12 December 2021

The Failure of Edenville Dam and the Cascade Failure of Sanford Dam

It has been a while since the dams in Michigan failed, affecting a lot of Michigan, and destroying a lot of homes and businesses. It was May 19, 2020, at 5:46 p.m. due to flooding from a large rain storm, a portion of the earthen embankment underwent static liquefaction. I hadn't heard of that before this incident. Liquefaction is not uncommon after an earthquake - there are some amazing/horrifying videos out there if you look. As the name implies, what was solid ground suddenly starts behaving like a liquid. As you can imagine this is bad news for the things built on top of that dirt, or built out of dirt, like an earthen embankment dam.
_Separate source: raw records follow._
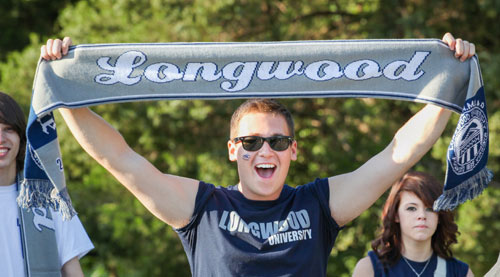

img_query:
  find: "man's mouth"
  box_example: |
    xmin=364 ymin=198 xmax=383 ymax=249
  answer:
xmin=255 ymin=164 xmax=276 ymax=178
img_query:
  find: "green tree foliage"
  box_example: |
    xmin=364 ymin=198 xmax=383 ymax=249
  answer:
xmin=0 ymin=0 xmax=500 ymax=276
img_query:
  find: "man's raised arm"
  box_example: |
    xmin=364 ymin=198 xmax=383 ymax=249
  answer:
xmin=41 ymin=38 xmax=198 ymax=228
xmin=329 ymin=33 xmax=475 ymax=226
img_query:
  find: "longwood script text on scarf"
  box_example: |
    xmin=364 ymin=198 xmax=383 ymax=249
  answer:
xmin=18 ymin=39 xmax=492 ymax=218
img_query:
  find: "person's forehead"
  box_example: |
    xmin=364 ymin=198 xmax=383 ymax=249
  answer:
xmin=238 ymin=112 xmax=289 ymax=135
xmin=400 ymin=191 xmax=423 ymax=205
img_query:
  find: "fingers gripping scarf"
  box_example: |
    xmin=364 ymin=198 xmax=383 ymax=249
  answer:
xmin=18 ymin=39 xmax=492 ymax=218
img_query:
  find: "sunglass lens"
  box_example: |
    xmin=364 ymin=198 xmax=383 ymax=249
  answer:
xmin=242 ymin=137 xmax=263 ymax=151
xmin=269 ymin=137 xmax=289 ymax=151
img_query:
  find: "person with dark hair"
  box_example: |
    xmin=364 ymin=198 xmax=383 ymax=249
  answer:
xmin=0 ymin=92 xmax=94 ymax=277
xmin=41 ymin=33 xmax=475 ymax=276
xmin=353 ymin=172 xmax=474 ymax=277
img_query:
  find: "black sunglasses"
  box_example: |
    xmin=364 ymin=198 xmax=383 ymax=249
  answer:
xmin=233 ymin=136 xmax=293 ymax=151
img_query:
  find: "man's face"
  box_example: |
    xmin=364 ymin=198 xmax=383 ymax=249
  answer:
xmin=228 ymin=112 xmax=297 ymax=200
xmin=0 ymin=123 xmax=20 ymax=178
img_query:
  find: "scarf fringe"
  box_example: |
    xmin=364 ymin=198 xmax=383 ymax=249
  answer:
xmin=17 ymin=179 xmax=77 ymax=220
xmin=433 ymin=167 xmax=493 ymax=212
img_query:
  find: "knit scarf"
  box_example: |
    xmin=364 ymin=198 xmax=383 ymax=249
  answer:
xmin=16 ymin=171 xmax=61 ymax=277
xmin=18 ymin=39 xmax=492 ymax=218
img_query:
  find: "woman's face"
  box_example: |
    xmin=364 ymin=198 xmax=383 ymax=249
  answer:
xmin=396 ymin=191 xmax=439 ymax=243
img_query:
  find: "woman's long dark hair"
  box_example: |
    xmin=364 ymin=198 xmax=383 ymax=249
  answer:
xmin=0 ymin=91 xmax=26 ymax=172
xmin=372 ymin=172 xmax=458 ymax=266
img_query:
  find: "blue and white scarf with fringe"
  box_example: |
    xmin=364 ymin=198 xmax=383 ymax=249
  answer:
xmin=18 ymin=39 xmax=492 ymax=218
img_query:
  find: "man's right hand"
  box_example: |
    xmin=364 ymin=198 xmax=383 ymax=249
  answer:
xmin=40 ymin=37 xmax=72 ymax=61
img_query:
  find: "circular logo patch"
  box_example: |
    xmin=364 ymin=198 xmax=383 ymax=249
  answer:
xmin=449 ymin=103 xmax=488 ymax=175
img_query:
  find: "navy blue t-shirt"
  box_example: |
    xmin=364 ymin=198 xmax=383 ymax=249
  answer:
xmin=176 ymin=179 xmax=341 ymax=276
xmin=368 ymin=251 xmax=469 ymax=277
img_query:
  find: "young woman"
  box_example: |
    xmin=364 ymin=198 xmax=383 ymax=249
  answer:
xmin=353 ymin=172 xmax=474 ymax=277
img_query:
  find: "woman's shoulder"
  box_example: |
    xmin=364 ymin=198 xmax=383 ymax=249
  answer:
xmin=352 ymin=256 xmax=374 ymax=277
xmin=446 ymin=258 xmax=469 ymax=276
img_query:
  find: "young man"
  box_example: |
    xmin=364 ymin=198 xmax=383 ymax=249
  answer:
xmin=41 ymin=33 xmax=475 ymax=276
xmin=0 ymin=92 xmax=94 ymax=277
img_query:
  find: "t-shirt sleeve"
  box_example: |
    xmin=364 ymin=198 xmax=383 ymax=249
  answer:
xmin=52 ymin=211 xmax=94 ymax=267
xmin=174 ymin=181 xmax=215 ymax=233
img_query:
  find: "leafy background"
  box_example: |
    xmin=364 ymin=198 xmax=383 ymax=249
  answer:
xmin=0 ymin=0 xmax=500 ymax=276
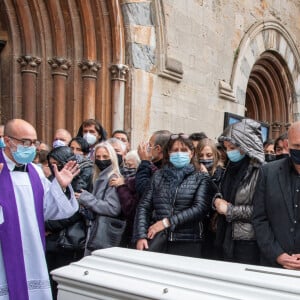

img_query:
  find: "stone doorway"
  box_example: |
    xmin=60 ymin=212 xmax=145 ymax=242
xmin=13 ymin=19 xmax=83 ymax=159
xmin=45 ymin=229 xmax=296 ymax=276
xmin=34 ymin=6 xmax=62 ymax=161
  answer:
xmin=245 ymin=51 xmax=294 ymax=139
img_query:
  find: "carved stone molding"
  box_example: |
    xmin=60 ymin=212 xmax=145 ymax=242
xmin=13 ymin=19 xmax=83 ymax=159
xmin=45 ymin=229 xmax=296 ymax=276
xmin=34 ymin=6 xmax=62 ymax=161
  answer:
xmin=17 ymin=55 xmax=42 ymax=74
xmin=159 ymin=57 xmax=183 ymax=83
xmin=78 ymin=60 xmax=101 ymax=79
xmin=110 ymin=64 xmax=129 ymax=81
xmin=48 ymin=56 xmax=71 ymax=76
xmin=219 ymin=80 xmax=236 ymax=102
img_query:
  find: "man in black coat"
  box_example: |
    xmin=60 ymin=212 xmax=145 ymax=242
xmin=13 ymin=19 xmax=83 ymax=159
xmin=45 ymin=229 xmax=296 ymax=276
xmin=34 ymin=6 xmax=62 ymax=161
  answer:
xmin=253 ymin=122 xmax=300 ymax=270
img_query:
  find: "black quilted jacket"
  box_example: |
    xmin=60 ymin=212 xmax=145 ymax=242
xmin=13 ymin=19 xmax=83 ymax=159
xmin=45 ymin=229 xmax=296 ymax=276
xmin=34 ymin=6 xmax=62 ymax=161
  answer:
xmin=133 ymin=164 xmax=215 ymax=241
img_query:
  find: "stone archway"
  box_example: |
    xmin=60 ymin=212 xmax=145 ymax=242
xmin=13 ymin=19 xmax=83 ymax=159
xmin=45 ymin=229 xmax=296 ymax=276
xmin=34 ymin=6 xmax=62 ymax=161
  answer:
xmin=219 ymin=20 xmax=300 ymax=138
xmin=0 ymin=0 xmax=130 ymax=142
xmin=245 ymin=51 xmax=294 ymax=138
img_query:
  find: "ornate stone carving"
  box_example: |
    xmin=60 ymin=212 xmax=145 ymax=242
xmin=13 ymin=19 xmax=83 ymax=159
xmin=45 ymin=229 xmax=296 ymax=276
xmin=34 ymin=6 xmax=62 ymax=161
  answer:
xmin=110 ymin=64 xmax=129 ymax=81
xmin=78 ymin=60 xmax=101 ymax=79
xmin=48 ymin=56 xmax=71 ymax=76
xmin=17 ymin=55 xmax=42 ymax=74
xmin=219 ymin=80 xmax=236 ymax=102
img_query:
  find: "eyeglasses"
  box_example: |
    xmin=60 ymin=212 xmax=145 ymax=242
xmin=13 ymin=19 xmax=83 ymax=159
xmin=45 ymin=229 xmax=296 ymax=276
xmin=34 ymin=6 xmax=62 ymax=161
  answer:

All of which is explained in the video below.

One of the things that has been noted, and is mentioned again in the video, is that the people who mostly enjoy the benefits of these old dams, the people who own property around the man-made lakes, are not the people paying for their upkeep. Not usually. There have been a couple of instances where the property owners upstream have accepted financial responsibility for the dams, but usually only for rebuilding after a disaster. At least those are the instances I've seen. In some cases the dams are owned and maintained by municipalities, but that is not usually the case for these old hydroelectric dams.

After the license to generate power for the Edenville dam was revoked by the Federal Energy Regulatory Commission (FERC), there was a project underway to transfer ownership to a local governmental agency so that tax dollars could be used to maintain the dams and the lakes. That was supposed to transfer ownership in 2022.

This is the Practical Engineering video What Really Happened At Edenville and Sanford Dams?

And as I have mentioned before, we need to do a better job of maintaining these dams, or mitigating the potential problems. This is an extreme case. And is was made worse by the fact that the Michigan department in charge of environmental protection wouldn't let the dam owner drain the lake to preserve some habitat created when the dam was built, and to protect some species of muscle or snail or whatever. So, how'd that work out?